Opening with a song that is 7.44 in length is a brave move, but The Joy Formidable don’t care for convention, which is why the move pays off, as ‘The Everchanging Spectrum Of A Lie’ is a glorious introduction, a swirling wall of sound that assails the listener and ensures your attention is held until the last note of the album closer, the momentous ‘The Greatest Light Is The Greatest Shade’, an emotive and soaring tune. The album is crammed with fantastic hits, some of which fans will know from being live favourites or from being on their previous EP, ‘A Balloon Called Moaning’. You could say they were struggling for material, but you’d be wrong, and when songs are as good as ‘The Greatest Light Is The Greatest Shade’, ‘Cradle’, ‘Austere’ and ‘Whirring’, you simply can’t leave them out. ‘Austere’ is a brilliant song, utilising the wall of noise style the band use all over this album, but done in a gradual manner, building up to it throughout, making it a whirlwind of a song.
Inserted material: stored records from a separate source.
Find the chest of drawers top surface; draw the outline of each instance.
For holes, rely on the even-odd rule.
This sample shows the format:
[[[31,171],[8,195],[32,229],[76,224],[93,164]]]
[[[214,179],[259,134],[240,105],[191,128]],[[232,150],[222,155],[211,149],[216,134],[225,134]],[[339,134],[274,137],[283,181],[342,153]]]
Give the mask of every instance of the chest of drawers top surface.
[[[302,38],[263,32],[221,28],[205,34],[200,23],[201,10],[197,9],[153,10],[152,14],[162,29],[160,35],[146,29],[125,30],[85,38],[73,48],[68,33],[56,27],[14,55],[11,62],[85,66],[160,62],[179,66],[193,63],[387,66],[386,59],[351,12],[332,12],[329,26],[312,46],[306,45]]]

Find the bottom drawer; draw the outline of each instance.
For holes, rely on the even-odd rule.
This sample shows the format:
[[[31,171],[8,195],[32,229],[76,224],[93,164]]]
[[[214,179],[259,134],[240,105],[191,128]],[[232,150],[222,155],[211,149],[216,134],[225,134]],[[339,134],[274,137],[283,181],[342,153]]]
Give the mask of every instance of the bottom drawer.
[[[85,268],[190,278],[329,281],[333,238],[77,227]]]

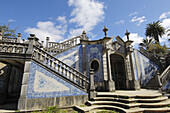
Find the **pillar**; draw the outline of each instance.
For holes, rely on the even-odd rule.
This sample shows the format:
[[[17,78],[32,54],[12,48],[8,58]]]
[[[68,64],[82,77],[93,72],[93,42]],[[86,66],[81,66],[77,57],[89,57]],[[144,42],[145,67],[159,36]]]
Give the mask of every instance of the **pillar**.
[[[21,41],[21,33],[18,33],[18,35],[17,35],[17,36],[18,36],[18,38],[17,38],[17,42],[18,42],[18,43],[20,43],[20,41]]]
[[[27,85],[29,79],[29,72],[30,72],[30,65],[31,61],[26,61],[24,66],[24,73],[22,78],[22,85],[21,85],[21,93],[18,100],[18,109],[19,110],[26,110],[27,104]]]
[[[108,71],[108,81],[107,81],[107,87],[108,91],[115,91],[115,82],[112,80],[112,73],[111,73],[111,63],[110,63],[110,50],[106,52],[107,55],[107,71]]]
[[[90,69],[89,75],[90,75],[90,94],[89,99],[93,99],[96,97],[96,91],[95,91],[95,85],[94,85],[94,70]]]

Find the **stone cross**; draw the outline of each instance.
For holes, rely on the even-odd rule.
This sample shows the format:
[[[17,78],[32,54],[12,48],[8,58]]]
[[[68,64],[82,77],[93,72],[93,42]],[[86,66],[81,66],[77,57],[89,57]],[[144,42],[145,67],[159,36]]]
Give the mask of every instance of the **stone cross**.
[[[129,35],[130,35],[130,33],[128,32],[128,30],[126,29],[126,33],[125,33],[125,35],[127,36],[127,41],[129,41]]]
[[[106,26],[104,26],[103,32],[105,34],[105,37],[107,37],[107,31],[108,31],[108,29],[106,28]]]

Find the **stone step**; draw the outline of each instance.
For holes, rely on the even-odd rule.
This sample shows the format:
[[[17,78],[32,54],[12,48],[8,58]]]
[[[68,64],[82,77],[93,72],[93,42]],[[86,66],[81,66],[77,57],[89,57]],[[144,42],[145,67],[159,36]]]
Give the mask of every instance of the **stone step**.
[[[145,102],[145,103],[154,103],[167,100],[168,97],[158,97],[158,98],[151,98],[151,99],[135,99],[135,98],[116,98],[116,97],[95,97],[93,98],[94,101],[118,101],[124,103],[131,103],[131,102]]]
[[[100,110],[100,109],[109,109],[109,110],[116,110],[119,111],[120,113],[125,113],[126,109],[118,107],[118,106],[111,106],[111,105],[97,105],[97,106],[88,106],[88,107],[79,107],[79,106],[75,106],[76,109],[78,109],[78,111],[80,111],[80,113],[93,113],[94,110]]]
[[[102,109],[116,110],[120,113],[170,112],[170,99],[162,96],[158,90],[141,89],[138,91],[118,90],[115,92],[97,92],[97,97],[79,107],[83,112]]]
[[[87,105],[113,105],[113,106],[119,106],[125,109],[130,109],[134,107],[141,107],[141,108],[158,108],[158,107],[165,107],[167,105],[170,105],[170,99],[162,102],[157,103],[122,103],[122,102],[116,102],[116,101],[87,101]]]
[[[140,104],[141,104],[140,107],[143,108],[159,108],[170,105],[170,99],[157,103],[140,103]]]
[[[116,101],[87,101],[86,104],[89,105],[89,106],[93,106],[93,105],[110,105],[110,106],[121,107],[121,108],[124,108],[124,109],[130,109],[132,107],[139,107],[141,105],[140,103],[127,104],[127,103],[116,102]]]
[[[129,109],[126,110],[126,113],[169,113],[170,107],[162,107],[162,108],[135,108],[135,109]]]
[[[116,92],[97,92],[97,97],[117,97],[117,98],[157,98],[161,97],[162,94],[158,91],[151,91],[147,93],[133,93],[134,91],[123,92],[123,91],[116,91]]]
[[[81,113],[95,113],[95,111],[101,111],[101,109],[106,109],[106,110],[116,110],[120,113],[158,113],[158,112],[163,112],[163,113],[168,113],[170,112],[170,107],[162,107],[162,108],[133,108],[133,109],[124,109],[121,107],[117,106],[111,106],[111,105],[97,105],[97,106],[89,106],[89,107],[79,107],[76,106],[76,108],[81,112]]]

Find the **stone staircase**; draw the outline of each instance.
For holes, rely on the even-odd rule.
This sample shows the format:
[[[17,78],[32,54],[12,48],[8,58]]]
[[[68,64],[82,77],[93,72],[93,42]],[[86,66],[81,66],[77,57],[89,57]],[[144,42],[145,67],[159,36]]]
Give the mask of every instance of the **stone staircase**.
[[[147,57],[149,60],[154,62],[156,65],[161,66],[161,62],[160,62],[159,58],[155,54],[146,51],[142,47],[139,47],[139,49],[140,49],[139,52],[142,53],[145,57]]]
[[[97,96],[86,102],[85,107],[76,106],[79,112],[95,113],[115,110],[124,113],[170,112],[170,99],[157,90],[97,92]]]

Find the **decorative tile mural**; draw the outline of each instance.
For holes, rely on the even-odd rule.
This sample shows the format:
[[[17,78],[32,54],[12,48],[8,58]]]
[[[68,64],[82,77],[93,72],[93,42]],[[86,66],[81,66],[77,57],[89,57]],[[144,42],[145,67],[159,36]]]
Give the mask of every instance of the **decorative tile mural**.
[[[170,90],[170,81],[162,88],[163,90]]]
[[[135,58],[133,54],[137,54],[136,55],[137,58]],[[144,55],[142,55],[139,51],[133,54],[132,56],[134,59],[134,64],[136,65],[136,62],[138,62],[139,72],[140,72],[140,75],[138,75],[135,72],[135,76],[138,76],[141,85],[145,86],[148,83],[148,81],[155,75],[156,71],[159,70],[159,66],[157,66],[155,63],[153,63]],[[136,66],[135,66],[135,70],[137,70]]]
[[[28,99],[75,95],[87,95],[87,93],[31,62],[27,88]]]
[[[55,56],[57,59],[82,72],[82,45],[78,45]]]
[[[99,71],[94,73],[94,81],[95,82],[103,82],[104,75],[103,75],[103,58],[102,58],[102,45],[95,44],[95,45],[87,45],[87,75],[89,76],[89,69],[90,69],[90,62],[96,58],[99,63]]]

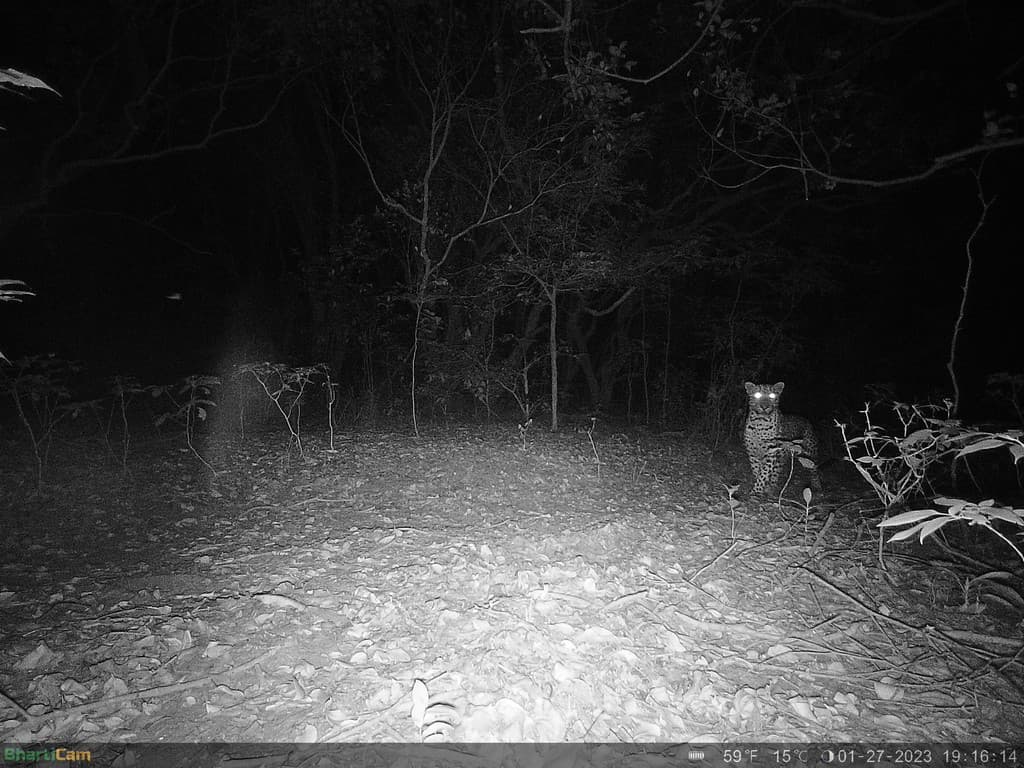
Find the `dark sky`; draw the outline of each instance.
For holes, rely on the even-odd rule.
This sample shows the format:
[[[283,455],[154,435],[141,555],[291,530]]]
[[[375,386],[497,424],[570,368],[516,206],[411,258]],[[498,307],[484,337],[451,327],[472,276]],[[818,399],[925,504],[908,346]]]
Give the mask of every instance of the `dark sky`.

Other tunes, such as ‘Buoy’, ‘I Don’t Want To See You Like This’ and ‘Chapter 2’ use the same style to great effect, nay, amazing effect. Listening to these tunes is a fantastic experience, and something not many bands can offer. The best is placed right in the middle of the album though, with the stupendous genius of ‘Whirring’, a 6.47 tune that simply blows the listener away. Words cannot do it justice, so you’ll just have to go and listen to it. Right now.
This album is so good that the band appeared on a string of festivals in 2011, including Reading and Leeds, Glastonbury and Lollapalooza. This album is so good that the band were asked to appear on ‘The Late Show With David Letterman’ in America. This album is so good that the Foo Fighters personally asked them to be the opening act for the Foos 2011 Autumn/Winter tour. Need I go on? Quite simply this is a stunning album, a work of utter genius, and that’s why it’s the number 1 album of 2011.